The Snoqualmie Police Department recently responded to complaints from residents of North Bend’s Wood River neighborhood regarding a possible illegal marijuana growing operation located near their homes in the 45700 block of SE 140th Ave – with the smell of marijuana fueling the complaints.
According to Police Chief Steve McCulley, Snoqualmie Officers performed an investigation which revealed the marijuana being produced on the property is part of a legal Collective Garden medical marijuana growing operation.
Chief McCulley said via email that officers determined the growing operation is also in compliance with City of North Bend zoning regulations and ordinances.
The property that hosts the medical grow is zoned EP-2 (Employment Park 2), which is designated to provide areas “for a variety of industrial land uses, including manufacturing, fabrication, and processing of natural and manmade materials.”
The North Bend Municipal Code on Marijuana Regulation limits marijuana producers/processors to specific locations within the city – south of W. North Bend Way, West of Bendigo Blvd and north of I-90 – and prohibits production and processing within any residentially zoned district or residence in the city.
The regulations, though, appear to be specific to legal, recreational marijuana and the property hosting the Collective Garden is not zoned residential. North Bend’s regulations only appear specific to medical marijuana collective gardens by saying they cannot be a “home occupation business.”
As for the smell, officers were advised the operators of the growing operation will be working on solutions to reduce the distinct odor.
Collective Gardens are allowed per Washington State Law, and are subject to the below provisions until July 1, 2016:
- (a) No more than ten qualifying patients may participate in a single collective garden at any time;
- (b) No person under the age of twenty-one may participate in a collective garden or receive marijuana that was produced,
- processed, transported, or delivered through a collective garden. A designated provider for a person who is under the age of twenty-one may participate in a collective garden on behalf of the person under the age of twenty-one;
- (c) A collective garden may contain no more than fifteen plants per patient up to a total of forty-five plants;
- (d) A collective garden may contain no more than twenty-four ounces of useable marijuana per patient up to a total of seventy-two ounces of useable marijuana;
- (e) A copy of each qualifying patient’s authorization, including a copy of the patient’s proof of identity, must be available at all times on the premises of the collective garden; and
- (f) No useable marijuana from the collective garden is delivered to anyone other than one of the qualifying patients participating in the collective garden.
New Collective Garden/Co-op Regulations this Summer
Regulations about Collective Gardens will change this summer when the state’s new Cannabis Patient Protection Act goes into effect.

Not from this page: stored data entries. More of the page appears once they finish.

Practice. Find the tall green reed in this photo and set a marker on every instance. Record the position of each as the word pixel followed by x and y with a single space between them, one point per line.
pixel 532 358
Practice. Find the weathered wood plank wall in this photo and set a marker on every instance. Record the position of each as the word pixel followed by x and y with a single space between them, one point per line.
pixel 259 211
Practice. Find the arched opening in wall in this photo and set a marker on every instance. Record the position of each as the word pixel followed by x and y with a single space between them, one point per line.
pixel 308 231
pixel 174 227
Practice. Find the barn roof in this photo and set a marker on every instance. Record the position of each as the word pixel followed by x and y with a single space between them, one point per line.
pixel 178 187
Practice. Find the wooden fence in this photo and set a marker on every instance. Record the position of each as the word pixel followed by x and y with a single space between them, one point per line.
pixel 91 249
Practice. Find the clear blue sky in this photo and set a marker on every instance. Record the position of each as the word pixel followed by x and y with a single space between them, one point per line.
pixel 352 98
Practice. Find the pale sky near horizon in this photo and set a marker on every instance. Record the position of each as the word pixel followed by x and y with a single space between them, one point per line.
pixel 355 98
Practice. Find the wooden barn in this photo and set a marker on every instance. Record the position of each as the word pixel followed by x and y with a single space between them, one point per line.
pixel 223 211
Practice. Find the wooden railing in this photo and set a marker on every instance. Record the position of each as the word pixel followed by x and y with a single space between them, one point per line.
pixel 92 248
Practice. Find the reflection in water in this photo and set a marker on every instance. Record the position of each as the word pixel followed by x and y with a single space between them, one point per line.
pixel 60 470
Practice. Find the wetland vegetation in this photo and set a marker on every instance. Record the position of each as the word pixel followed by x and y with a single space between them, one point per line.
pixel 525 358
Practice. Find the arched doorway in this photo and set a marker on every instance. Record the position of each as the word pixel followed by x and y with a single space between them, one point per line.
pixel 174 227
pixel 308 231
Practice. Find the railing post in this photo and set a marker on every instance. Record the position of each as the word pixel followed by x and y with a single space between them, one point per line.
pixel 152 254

Under the new law, the number of patients participating in the newly dubbed ‘Cooperative Gardens’ will be reduced to four, but the allowable cultivated plants will increase to 60. It also requires one of the co-op patients to reside where the garden is being operated.

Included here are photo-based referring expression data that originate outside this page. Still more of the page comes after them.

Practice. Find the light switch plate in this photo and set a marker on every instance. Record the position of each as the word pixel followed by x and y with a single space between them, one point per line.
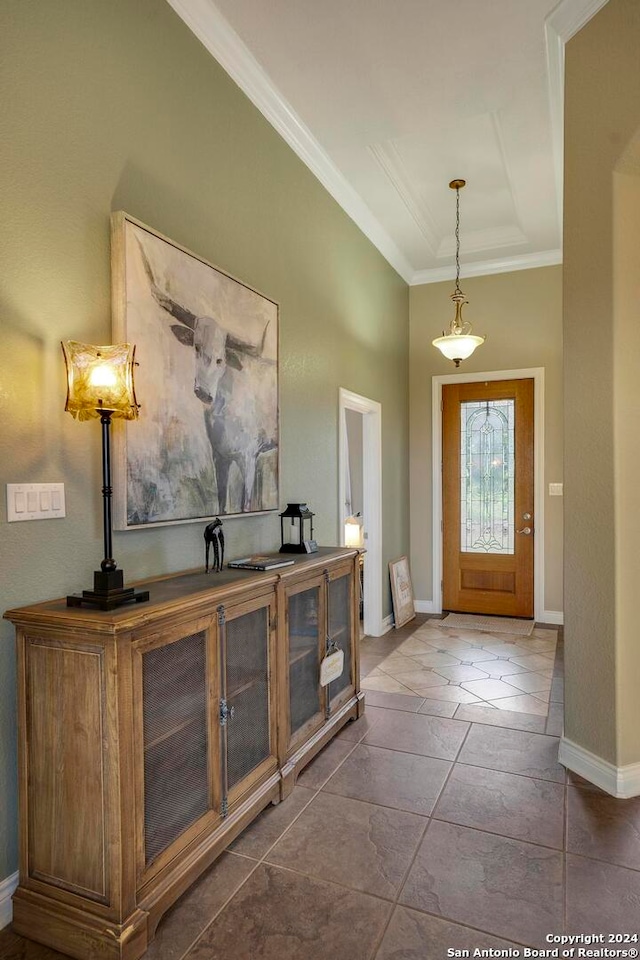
pixel 35 501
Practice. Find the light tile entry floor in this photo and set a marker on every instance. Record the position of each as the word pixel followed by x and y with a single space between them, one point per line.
pixel 457 665
pixel 425 826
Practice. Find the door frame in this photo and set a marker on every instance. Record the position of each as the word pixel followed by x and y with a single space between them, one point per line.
pixel 371 411
pixel 537 375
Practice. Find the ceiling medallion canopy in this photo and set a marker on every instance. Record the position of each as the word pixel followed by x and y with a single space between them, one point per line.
pixel 459 343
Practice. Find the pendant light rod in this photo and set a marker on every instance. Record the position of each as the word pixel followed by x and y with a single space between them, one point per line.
pixel 457 185
pixel 459 343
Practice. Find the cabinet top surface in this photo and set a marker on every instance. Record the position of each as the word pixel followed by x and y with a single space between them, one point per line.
pixel 173 590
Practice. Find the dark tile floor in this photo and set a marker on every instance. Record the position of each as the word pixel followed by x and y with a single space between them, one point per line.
pixel 425 826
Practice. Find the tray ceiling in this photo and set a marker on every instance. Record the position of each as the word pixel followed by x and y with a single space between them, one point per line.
pixel 388 102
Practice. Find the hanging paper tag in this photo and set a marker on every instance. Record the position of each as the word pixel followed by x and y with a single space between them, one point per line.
pixel 331 667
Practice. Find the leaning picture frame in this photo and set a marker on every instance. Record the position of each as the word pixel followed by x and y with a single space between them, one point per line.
pixel 401 591
pixel 207 440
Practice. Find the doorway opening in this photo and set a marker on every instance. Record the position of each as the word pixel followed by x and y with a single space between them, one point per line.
pixel 460 580
pixel 360 492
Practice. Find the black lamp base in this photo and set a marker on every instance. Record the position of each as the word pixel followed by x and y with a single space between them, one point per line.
pixel 108 592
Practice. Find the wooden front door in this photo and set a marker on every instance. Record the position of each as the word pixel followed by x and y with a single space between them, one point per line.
pixel 487 482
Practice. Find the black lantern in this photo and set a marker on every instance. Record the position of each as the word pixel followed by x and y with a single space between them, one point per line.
pixel 294 535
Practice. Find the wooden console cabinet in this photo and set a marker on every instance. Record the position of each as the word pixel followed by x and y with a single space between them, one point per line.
pixel 151 735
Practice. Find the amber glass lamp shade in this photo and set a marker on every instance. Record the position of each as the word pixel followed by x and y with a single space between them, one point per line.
pixel 100 385
pixel 100 379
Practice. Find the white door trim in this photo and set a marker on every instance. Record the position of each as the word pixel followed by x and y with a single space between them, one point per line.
pixel 372 500
pixel 537 375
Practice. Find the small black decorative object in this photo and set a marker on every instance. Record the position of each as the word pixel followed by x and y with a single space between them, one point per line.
pixel 293 535
pixel 213 535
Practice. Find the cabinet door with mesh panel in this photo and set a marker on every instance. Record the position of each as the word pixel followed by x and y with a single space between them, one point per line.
pixel 247 717
pixel 340 613
pixel 306 642
pixel 175 791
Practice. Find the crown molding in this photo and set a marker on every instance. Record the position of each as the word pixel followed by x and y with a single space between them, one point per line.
pixel 561 25
pixel 527 261
pixel 215 33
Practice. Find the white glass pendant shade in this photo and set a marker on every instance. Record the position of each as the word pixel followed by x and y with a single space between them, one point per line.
pixel 457 346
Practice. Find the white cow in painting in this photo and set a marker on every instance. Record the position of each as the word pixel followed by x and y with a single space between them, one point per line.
pixel 237 386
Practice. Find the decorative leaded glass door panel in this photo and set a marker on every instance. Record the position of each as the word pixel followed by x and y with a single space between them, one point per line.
pixel 488 524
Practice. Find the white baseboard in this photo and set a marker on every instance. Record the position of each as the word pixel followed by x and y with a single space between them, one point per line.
pixel 621 782
pixel 425 606
pixel 7 888
pixel 383 627
pixel 555 617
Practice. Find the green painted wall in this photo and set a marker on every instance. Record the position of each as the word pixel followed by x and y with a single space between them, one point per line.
pixel 116 105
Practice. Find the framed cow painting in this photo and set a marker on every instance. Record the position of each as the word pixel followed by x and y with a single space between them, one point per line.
pixel 206 442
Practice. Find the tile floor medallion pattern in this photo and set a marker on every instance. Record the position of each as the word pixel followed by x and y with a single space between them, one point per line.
pixel 474 621
pixel 452 825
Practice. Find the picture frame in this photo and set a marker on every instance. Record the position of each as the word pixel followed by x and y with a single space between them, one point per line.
pixel 206 443
pixel 401 591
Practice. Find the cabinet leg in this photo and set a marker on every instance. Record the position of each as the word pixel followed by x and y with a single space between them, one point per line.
pixel 287 783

Large Collective Gardens have until July 1, 2016 to reorganize into a co-op or obtain a producer license from the Washington State Liquor and Cannabis Board.
Police say Law Change will Close North Bend Operation
According to Snoqualmie Police Chief McCulley, as the site of the North Bend Collective Garden is not zoned residential, no patient of a Cooperative Garden may live at the current location so it won’t be able to operate under the new law.
McCulley said officers are currently advising the Collective Garden’s operators in person of these new, impending regulations – and that their marijuana growing operation will have to stop as of July 1, 2016.
Chief McCulley said he will also personally notify the operators in writing of the upcoming law change and its impact on their ability to continue growing.
More information on Washington State Marijuana laws, legally allowed sales and production can be found Washington State Liquor and Cannabis Control website.
Comments
…and here I thought skunks just kept getting run over in the same spot every couple of months.
Call your complaints in to the DEA. If they get enough complaints they might act.
So, to be legal they have to move it right into a neighborhood instead of being outside of it? Who the heck wrote that law?!? Neighbors thought they didn’t like the smell before, I hope they like it better when it’s right in the middle of their neighborhood.